Find probability using distribution function method

Question

Let $X_1$ and $X_2$ be two independent random variables with distribution $U(0,1)$. Let $Y=|X_1-X_2|$. Find the distribution function and density of $Y$.

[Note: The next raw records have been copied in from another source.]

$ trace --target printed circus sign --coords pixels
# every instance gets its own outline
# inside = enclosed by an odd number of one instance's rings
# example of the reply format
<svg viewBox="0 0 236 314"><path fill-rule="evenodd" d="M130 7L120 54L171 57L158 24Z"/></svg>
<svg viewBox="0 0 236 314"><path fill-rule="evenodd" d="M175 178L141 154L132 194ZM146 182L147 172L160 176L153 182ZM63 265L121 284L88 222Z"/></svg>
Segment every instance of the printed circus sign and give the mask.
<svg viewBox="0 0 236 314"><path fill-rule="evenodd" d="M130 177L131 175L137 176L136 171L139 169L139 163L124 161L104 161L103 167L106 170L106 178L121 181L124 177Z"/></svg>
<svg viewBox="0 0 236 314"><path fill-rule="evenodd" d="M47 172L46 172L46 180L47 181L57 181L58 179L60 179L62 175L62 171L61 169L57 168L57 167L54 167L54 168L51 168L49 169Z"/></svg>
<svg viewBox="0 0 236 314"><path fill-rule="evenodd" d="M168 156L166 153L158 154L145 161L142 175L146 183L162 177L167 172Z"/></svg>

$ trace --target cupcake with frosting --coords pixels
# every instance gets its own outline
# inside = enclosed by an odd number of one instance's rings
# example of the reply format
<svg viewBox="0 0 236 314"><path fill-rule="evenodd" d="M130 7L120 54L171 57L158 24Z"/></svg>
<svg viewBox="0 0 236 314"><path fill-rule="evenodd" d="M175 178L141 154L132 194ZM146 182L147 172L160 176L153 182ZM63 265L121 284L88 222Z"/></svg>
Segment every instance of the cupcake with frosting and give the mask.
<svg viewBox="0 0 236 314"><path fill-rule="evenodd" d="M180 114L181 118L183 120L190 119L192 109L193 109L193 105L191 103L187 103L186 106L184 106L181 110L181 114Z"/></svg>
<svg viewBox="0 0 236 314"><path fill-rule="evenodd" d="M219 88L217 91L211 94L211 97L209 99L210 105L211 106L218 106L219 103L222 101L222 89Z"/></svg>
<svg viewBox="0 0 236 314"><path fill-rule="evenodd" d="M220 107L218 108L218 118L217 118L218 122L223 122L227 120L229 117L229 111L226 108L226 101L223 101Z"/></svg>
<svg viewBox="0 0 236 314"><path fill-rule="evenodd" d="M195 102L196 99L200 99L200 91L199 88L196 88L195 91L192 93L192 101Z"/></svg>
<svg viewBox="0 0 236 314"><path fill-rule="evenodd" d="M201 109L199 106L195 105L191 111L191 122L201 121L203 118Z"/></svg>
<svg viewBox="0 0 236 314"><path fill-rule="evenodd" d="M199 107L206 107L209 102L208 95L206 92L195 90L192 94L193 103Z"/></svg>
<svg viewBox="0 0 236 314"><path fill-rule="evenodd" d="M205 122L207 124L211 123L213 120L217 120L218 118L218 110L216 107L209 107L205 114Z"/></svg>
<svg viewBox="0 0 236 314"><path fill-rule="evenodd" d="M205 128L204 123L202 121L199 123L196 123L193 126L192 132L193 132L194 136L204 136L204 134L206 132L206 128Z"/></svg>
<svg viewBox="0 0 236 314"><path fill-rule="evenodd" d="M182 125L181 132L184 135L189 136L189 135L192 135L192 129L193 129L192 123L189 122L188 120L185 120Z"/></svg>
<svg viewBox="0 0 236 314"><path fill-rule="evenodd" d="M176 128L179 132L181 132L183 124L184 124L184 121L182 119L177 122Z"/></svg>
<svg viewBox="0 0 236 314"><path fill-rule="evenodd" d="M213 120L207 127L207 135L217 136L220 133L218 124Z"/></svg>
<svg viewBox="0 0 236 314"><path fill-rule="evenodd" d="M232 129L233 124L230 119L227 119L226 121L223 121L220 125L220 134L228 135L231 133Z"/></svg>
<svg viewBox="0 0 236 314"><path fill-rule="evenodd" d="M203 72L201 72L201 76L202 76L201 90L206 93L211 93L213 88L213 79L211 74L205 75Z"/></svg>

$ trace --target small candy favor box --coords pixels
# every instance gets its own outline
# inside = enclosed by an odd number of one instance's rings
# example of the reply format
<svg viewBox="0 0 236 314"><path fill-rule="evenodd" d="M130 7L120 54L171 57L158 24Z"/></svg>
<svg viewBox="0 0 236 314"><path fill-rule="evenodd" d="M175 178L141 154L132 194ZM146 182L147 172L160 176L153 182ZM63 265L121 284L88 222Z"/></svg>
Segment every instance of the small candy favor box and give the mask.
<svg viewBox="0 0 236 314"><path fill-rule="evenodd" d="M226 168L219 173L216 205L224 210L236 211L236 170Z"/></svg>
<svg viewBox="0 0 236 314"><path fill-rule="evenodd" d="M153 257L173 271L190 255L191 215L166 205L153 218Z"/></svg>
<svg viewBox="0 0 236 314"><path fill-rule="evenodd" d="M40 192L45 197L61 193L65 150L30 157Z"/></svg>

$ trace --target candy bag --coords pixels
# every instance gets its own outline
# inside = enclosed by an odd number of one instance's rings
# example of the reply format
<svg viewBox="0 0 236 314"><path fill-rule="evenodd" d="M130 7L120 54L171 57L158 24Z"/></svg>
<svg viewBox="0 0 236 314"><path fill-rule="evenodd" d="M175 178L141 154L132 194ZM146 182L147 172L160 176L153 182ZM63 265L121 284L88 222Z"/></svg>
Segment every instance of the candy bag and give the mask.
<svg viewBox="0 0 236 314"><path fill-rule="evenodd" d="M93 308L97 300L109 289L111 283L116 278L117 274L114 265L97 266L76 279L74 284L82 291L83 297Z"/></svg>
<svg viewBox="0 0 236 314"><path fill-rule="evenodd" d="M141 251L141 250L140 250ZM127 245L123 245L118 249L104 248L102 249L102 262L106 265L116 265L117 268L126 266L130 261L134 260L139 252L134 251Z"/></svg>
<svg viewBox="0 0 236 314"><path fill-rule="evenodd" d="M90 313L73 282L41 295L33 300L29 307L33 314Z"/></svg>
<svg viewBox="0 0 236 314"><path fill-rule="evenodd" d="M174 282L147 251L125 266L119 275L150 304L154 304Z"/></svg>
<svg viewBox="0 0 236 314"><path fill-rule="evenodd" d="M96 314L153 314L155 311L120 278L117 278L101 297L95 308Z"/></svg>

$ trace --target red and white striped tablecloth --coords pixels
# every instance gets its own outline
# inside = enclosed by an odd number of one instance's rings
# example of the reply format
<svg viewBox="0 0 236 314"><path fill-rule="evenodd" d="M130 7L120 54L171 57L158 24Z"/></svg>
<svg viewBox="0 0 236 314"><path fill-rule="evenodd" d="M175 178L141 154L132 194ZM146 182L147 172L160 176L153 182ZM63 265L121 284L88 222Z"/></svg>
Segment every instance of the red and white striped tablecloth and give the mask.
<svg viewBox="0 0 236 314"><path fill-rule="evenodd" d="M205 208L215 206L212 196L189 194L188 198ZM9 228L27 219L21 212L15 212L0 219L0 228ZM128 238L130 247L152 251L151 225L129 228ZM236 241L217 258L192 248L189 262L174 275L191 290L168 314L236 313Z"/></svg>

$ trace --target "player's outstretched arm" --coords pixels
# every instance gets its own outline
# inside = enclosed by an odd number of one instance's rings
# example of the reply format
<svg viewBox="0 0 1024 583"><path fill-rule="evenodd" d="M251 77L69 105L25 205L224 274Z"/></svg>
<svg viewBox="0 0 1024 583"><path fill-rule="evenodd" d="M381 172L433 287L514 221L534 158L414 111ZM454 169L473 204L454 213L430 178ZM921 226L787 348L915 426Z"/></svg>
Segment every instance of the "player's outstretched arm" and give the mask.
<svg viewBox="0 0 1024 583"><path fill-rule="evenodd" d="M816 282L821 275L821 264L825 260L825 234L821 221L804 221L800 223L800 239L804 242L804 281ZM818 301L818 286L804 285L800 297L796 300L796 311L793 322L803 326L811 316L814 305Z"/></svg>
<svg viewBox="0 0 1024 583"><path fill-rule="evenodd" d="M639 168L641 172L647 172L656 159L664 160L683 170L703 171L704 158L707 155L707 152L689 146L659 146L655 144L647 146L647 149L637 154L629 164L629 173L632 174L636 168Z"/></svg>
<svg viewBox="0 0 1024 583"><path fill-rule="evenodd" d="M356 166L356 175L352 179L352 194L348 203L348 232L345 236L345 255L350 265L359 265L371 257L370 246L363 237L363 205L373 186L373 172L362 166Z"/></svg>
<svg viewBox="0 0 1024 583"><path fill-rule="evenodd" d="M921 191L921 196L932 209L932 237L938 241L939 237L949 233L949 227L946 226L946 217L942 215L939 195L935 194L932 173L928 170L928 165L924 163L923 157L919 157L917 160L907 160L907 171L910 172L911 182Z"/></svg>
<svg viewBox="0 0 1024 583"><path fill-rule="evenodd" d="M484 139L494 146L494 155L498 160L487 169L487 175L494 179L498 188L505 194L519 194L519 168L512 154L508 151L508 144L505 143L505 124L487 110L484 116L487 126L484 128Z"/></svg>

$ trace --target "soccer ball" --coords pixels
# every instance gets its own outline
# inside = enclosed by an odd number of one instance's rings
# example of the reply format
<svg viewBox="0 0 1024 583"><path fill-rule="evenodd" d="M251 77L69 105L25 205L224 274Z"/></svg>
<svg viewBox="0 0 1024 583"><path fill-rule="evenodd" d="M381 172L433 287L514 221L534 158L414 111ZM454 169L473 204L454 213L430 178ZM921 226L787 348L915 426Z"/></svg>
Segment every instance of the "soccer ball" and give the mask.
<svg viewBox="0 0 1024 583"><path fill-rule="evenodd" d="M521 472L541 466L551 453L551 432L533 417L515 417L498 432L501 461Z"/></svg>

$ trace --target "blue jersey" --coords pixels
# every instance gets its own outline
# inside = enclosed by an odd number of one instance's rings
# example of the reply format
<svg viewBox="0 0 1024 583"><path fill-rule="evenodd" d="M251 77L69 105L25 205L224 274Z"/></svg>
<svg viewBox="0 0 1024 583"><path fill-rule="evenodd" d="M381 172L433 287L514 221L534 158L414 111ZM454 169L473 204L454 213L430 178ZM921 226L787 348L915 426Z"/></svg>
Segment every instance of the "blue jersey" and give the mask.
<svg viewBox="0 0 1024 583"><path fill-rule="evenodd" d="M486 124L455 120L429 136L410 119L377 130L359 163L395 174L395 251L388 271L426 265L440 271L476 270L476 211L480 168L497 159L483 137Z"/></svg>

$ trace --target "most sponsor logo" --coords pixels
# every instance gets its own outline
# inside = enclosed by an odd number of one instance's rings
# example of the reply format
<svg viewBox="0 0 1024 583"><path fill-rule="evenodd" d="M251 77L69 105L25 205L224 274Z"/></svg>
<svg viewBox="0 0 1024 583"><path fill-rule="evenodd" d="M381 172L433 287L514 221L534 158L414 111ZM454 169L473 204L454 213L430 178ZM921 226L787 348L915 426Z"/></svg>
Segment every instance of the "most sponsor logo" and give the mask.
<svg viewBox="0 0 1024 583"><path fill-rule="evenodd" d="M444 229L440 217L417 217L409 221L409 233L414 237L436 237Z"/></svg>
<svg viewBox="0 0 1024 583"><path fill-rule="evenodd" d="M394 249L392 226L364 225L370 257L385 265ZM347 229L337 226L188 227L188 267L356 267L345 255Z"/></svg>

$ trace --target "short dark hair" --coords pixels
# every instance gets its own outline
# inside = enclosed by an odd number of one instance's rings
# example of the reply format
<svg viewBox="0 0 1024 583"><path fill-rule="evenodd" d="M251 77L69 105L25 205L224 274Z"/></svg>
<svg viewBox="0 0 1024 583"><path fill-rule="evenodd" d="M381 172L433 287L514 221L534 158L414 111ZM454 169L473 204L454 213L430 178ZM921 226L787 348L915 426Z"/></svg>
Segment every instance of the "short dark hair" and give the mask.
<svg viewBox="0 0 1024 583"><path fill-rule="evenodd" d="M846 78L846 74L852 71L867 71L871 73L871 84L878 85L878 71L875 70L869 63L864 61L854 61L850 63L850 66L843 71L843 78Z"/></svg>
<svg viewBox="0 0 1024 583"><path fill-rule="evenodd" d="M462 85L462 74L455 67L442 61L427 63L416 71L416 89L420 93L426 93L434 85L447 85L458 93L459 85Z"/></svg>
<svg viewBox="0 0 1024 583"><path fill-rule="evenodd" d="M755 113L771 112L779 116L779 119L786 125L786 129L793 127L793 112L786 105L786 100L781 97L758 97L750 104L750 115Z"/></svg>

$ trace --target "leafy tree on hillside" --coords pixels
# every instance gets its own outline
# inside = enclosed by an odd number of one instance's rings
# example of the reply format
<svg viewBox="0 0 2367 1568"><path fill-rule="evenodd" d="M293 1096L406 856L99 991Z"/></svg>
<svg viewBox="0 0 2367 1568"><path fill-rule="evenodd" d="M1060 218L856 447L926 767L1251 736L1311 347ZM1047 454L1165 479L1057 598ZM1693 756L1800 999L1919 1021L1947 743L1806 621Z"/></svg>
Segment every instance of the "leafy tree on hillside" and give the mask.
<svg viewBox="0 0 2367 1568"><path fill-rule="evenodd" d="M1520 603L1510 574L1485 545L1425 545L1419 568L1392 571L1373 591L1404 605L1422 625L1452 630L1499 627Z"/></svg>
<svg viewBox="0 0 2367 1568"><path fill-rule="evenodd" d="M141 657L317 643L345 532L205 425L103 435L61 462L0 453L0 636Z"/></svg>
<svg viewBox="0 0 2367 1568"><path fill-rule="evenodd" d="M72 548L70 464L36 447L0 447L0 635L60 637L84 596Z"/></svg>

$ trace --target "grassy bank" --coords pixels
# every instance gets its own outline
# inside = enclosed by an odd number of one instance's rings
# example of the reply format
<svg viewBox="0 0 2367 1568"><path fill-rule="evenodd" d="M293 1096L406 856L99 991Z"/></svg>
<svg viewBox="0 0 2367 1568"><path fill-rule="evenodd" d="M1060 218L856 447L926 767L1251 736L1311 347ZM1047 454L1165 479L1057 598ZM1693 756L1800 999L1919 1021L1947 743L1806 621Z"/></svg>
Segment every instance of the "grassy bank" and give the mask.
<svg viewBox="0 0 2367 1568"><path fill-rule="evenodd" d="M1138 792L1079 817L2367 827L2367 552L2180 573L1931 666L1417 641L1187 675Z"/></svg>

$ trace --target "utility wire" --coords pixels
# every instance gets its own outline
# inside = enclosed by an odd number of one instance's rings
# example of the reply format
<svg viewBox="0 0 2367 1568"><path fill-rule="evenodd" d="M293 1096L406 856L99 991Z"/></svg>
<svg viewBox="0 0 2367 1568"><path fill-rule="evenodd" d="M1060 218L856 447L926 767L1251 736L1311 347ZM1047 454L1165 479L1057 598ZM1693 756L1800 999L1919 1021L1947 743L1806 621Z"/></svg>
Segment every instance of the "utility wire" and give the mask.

Solution: f(x1)=1 whenever x1 between 0 and 1 =0 Else where f(x2)=1 whenever x2 between 0 and 1 =0 Else where f(x1,x2)=1 whenever x1,x2 between 0 and 1 =0 Else where G(y)= P[-y <= x1-x2 <= y] =\int_{-y}^y \int_{x1_y}^{y+x1} 1 dx2 dx1 =\int_{-y}^y -2y dx1 =4y^2 when y between 0 and 1 =0 when y less than 0 =1 when y greater than 1 Thus, g(y)= \diff G(y) =8y Is it correct?

Answer 1

If we plot the region $$ \{(x,y)\in [0,1]^2: |x-y|\leqslant t\} $$ for $t\in(0,1)$, we see that it consists of all of $[0,1]^2$ except for the triangles with vertices $(t,0),(1,0),(1,1-t)$ and $(0,t), (0,1)$ and $(1-t,1)$. These are right triangles each with area $\frac12(1-t)^2$, and so the distribution function of $Y$ is $$ G(t) = 1 - (1-t)^2. $$ Differentiating yields the density $$ g(t) = \frac{\mathsf d}{\mathsf dt} G(t) = 2(1-t). $$